Le lycée Liberté de Romainville, en Seine-Saint-Denis, est en crise depuis un an et demi. Le personnel s’est mis en grève le 20 novembre pour dénoncer l’absence d’infirmerie, d’assistance sociale et de direction complète, impactant gravement les conditions d’apprentissage des élèves.
Des besoins non satisfaits dans un contexte difficile
Depuis la rentrée 2024, le lycée n’a plus d’infirmier·ère ni d’assistant·e social·e. Les personnels rapportent que cette situation a fortement aggravé les conditions de travail dans un établissement qui accueille des élèves issus de milieux défavorisés : l’indice de position sociale est très bas et 57% des élèves en voie professionnelle sont boursiers, soit vingt points au-dessus de la moyenne nationale.
Les difficultés se traduisent également par un volume important d’accompagnement non assuré pour les Auxiliaires de vie scolaire (AESH), estimé à 107 heures par semaine. La direction du lycée fonctionne sans proviseur adjoint depuis septembre; ce poste n’est pas pourvu et le départ annoncé pour le 10 décembre de la proviseure actuelle accroît les préoccupations quant à l’avenir.
Un appel à une réponse rapide
« Nous ne faisons que supporter » des missions normalement dévolues aux services médico-sociaux selon Sylvain Nouhi, professeur référent décrochage scolaire.

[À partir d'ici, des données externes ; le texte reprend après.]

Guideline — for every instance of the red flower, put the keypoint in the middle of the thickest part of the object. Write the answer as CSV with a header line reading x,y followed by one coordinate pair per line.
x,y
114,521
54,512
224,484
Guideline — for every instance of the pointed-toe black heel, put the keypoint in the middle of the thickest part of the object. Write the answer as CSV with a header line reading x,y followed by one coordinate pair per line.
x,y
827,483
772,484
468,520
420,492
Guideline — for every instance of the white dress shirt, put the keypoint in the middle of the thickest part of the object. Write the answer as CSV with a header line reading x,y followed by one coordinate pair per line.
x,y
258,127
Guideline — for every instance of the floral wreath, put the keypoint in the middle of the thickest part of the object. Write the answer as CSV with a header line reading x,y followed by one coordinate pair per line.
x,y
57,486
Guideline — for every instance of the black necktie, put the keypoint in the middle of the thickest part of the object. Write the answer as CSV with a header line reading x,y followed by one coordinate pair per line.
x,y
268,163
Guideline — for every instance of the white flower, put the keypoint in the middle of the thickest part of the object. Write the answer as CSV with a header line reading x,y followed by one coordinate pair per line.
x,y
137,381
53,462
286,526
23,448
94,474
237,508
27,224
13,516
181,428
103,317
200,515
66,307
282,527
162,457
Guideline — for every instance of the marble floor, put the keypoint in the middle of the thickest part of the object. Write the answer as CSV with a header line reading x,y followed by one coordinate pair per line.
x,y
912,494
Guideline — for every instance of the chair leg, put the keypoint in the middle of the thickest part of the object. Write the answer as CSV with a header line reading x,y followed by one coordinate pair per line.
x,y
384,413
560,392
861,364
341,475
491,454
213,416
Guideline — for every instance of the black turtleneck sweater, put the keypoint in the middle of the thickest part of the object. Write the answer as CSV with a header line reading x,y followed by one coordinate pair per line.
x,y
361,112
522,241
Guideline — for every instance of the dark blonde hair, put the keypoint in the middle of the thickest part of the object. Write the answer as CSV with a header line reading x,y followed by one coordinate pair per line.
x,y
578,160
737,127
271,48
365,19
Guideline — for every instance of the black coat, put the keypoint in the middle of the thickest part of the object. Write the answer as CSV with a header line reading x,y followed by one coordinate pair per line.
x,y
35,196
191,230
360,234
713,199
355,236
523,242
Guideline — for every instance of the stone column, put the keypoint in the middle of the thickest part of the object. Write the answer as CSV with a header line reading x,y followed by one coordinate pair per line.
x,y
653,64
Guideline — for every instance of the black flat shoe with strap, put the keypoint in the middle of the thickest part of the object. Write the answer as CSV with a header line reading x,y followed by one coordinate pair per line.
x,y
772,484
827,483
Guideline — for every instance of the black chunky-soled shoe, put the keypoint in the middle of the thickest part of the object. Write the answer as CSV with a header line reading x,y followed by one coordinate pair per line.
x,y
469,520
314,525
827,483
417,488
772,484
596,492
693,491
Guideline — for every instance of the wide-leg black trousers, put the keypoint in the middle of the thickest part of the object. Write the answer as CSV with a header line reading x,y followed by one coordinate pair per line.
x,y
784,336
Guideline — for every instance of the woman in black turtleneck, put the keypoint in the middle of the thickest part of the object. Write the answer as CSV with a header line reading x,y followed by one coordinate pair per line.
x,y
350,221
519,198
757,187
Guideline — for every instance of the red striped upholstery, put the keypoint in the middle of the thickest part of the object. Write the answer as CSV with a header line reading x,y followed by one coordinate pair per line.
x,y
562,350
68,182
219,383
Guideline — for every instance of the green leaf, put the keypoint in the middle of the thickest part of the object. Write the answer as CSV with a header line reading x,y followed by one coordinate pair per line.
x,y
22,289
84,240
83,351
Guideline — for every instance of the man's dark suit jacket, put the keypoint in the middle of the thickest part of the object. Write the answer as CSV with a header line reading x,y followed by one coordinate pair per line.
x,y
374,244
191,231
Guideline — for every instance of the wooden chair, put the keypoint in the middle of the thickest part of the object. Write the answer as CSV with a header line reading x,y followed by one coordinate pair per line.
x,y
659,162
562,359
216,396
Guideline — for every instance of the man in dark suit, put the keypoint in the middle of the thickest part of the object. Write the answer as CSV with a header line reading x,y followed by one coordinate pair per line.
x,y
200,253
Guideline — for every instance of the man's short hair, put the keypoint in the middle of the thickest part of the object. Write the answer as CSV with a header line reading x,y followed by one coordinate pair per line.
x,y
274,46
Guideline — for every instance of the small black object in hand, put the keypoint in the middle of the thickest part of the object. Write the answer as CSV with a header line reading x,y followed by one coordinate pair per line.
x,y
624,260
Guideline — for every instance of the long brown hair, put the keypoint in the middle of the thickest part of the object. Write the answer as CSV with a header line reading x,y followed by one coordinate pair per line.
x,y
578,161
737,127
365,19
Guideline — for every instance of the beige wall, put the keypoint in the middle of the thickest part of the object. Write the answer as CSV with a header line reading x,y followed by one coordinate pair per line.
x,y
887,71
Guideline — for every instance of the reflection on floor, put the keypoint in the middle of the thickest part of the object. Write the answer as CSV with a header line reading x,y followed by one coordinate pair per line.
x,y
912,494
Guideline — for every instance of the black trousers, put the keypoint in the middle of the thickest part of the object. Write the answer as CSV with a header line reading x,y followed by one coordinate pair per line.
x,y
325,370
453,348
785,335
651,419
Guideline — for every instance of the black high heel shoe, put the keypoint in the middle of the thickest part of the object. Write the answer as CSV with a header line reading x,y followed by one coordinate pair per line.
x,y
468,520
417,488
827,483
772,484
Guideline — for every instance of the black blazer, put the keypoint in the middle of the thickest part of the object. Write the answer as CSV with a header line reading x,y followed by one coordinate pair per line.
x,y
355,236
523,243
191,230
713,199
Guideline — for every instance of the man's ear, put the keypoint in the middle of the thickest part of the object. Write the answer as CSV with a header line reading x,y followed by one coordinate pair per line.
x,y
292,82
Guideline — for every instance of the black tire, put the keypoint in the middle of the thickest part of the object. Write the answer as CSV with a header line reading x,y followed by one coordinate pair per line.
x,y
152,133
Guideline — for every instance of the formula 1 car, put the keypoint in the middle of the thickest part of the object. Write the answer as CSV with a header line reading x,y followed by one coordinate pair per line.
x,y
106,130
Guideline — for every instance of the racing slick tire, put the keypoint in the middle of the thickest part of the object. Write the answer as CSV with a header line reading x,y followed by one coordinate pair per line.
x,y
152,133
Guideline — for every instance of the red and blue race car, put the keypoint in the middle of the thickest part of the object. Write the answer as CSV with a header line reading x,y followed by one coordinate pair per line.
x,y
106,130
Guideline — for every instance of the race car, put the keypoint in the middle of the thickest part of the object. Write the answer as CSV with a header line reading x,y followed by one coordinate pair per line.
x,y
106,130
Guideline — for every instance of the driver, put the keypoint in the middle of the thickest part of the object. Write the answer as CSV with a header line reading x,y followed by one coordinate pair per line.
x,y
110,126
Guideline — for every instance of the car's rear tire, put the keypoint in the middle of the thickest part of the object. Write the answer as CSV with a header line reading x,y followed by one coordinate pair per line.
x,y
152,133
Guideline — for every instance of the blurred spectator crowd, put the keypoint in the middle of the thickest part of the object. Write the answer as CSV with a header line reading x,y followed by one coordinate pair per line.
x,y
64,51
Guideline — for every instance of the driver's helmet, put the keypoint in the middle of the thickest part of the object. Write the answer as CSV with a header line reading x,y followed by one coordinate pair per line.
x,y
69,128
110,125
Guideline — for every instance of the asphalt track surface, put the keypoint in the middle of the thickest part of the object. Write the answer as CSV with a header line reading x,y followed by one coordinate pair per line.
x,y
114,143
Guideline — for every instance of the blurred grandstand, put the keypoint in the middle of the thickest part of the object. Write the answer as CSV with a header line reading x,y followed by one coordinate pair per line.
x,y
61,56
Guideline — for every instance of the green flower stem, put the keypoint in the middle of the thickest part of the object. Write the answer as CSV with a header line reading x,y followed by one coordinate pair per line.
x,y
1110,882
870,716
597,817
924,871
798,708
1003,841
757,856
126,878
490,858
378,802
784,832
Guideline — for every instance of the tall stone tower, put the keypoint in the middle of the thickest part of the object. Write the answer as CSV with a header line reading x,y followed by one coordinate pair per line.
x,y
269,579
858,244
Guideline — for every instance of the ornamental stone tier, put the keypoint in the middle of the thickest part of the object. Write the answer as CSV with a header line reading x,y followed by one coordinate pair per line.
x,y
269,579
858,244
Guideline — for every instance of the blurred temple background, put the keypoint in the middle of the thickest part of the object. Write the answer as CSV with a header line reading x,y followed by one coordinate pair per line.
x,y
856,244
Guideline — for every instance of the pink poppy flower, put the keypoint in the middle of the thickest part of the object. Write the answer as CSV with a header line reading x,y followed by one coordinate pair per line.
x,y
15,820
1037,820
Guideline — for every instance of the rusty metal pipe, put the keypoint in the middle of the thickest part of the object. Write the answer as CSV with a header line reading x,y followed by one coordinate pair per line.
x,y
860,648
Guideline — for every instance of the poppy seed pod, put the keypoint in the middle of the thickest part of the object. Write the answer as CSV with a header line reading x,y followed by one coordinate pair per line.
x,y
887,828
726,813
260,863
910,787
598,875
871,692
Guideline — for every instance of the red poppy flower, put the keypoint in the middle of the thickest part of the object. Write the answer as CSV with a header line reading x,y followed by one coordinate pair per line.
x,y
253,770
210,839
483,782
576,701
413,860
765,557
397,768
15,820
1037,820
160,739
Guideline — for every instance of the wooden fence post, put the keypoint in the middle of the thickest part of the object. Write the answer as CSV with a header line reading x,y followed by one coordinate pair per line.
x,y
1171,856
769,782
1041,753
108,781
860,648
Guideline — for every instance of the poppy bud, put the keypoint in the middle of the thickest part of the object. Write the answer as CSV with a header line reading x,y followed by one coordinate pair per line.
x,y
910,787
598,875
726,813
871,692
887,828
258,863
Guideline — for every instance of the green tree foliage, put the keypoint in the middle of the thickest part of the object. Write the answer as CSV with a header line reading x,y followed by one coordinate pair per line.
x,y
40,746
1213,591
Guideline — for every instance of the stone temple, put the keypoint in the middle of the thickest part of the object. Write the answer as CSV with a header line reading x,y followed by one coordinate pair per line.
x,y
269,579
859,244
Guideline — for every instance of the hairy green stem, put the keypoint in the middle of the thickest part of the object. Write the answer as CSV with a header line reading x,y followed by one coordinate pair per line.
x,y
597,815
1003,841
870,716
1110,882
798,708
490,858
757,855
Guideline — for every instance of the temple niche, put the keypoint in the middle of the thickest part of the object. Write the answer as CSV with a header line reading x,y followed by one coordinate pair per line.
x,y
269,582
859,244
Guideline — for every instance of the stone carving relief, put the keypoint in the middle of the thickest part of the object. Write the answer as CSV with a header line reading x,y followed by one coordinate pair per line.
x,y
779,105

Cela concerne notamment « problèmes médicaux, détresse psychologique, relogement d’élèves à la rue ». Cette réalité est renforcée par l’absence totale de fonds pour aider les situations d’urgence avec 0 € attribués cette année au fonds social lycéen.
De plus, dans un courrier daté du 1er octobre, la directrice académique avait admis qu’il manquait des ressources humaines dans le pôle médico-social et annoncait que des recrutements étaient prévus.
Lors du mouvement du 20 novembre, près de 90% du personnel était mobilisé. Les enseignants présents affirment ne « pas attendre de miracles », mais insistent sur la nécessité « d’une réponse rapide et concrète » face à ce qui pourrait mener à « l’effondrement » du collectif éducatif ainsi qu’à des conséquences néfastes pour les élèves eux-mêmes.
Le secteur souffre également en raison de postes vacants supplémentaires dans certaines disciplines comme les Sciences économiques et sociales et au laboratoire. Plusieurs enseignants décrivent une « épuisement généralisé », avec déjà visibles des risques psychosociaux préoccupants parmi le personnel enseignant.
La mobilisation au sein du lycée Liberté met donc en lumière une situation critique qui exige une attention immédiate tant pour préserver l’intégrité institutionnelle que pour assurer le bien-être et la réussite éducative des élèves concernés.